Evidence suggests prior knowledge in Duisburg

The second plane hits the World Trade Center, Sept. 11, 2001
Image: AP

Needless to say, she went to the police. And if the story at first sounds like a bit of conspiracy-mongering, recent reports in the German media include evidence which suggests the pieces of the jigsaw fit together to form a believable picture.

Mustafa's father was a regular visitor to a mosque known to hold radical meetings. And police found a card from the mosque when they searched Mohammed Atta's Hamburg apartment after the attacks on Sept. 11.

Also, in a number of households of people who attended the mosque, police found the date Sept. 11, 2001, inscribed with an Arabic notice which read: "The program ends." In the same calendars, six months before, on the date April 15, was inscribed in Arabic: The program begins."

That date was later to be discovered as the day when many of the hijackers slipped into the US to begin final preparations for the attacks. The man who gave these calendars out to friends at the mosque maintains, however, that the inscriptions are coincidental. They refer to a savings plan, he says.

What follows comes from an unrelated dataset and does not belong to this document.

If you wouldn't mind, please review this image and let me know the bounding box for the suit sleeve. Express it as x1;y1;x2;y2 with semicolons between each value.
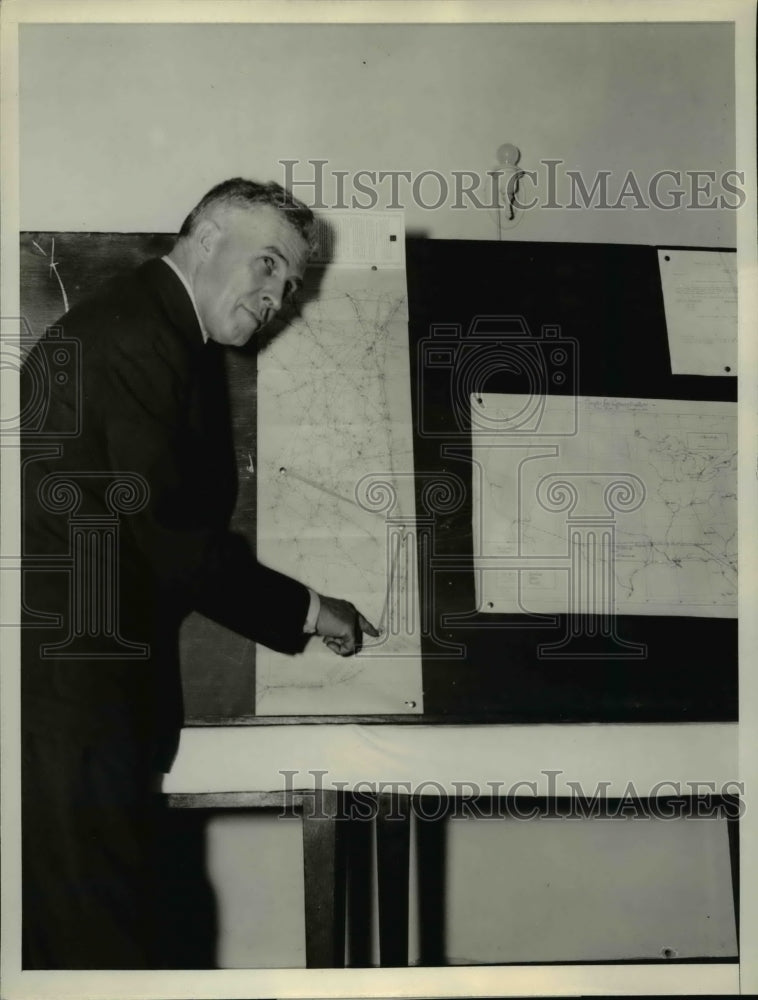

Guantanamo inmate was a frequent visitor

Camp Delta, Guantanamo Bay, Cuba
Ould Slahi has been held at Guantanamo Bay since 2001Image: AP

Another connection to the attacks lies in the person of Mohamed Ould Slahi. The Mauritanian national, who has been in American custody at Guantanamo since 2001, studied electrical engineering in Duisburg and was a frequent visitor to the mosque.

Slahi is said to have helped Atta recruit men to carry out the attacks. It is now believed he might have been one of the men young Mustafa heard talking on Sept. 10.

Who those other men might have been and whether they are still living in Germany remains unknown.

However, authorities in the German state of North Rhine-Westphalia, where Duisburg is situated, have dismissed the link between the city and the 9/11 attacks, saying police had thoroughly reviewed the evidence in the year after the attack and did not consider it important.

"We don't think the history of Sept. 11 has to be completely rewritten because of this," state interior ministry spokesman Ludger Harmeier told German press agency dpa.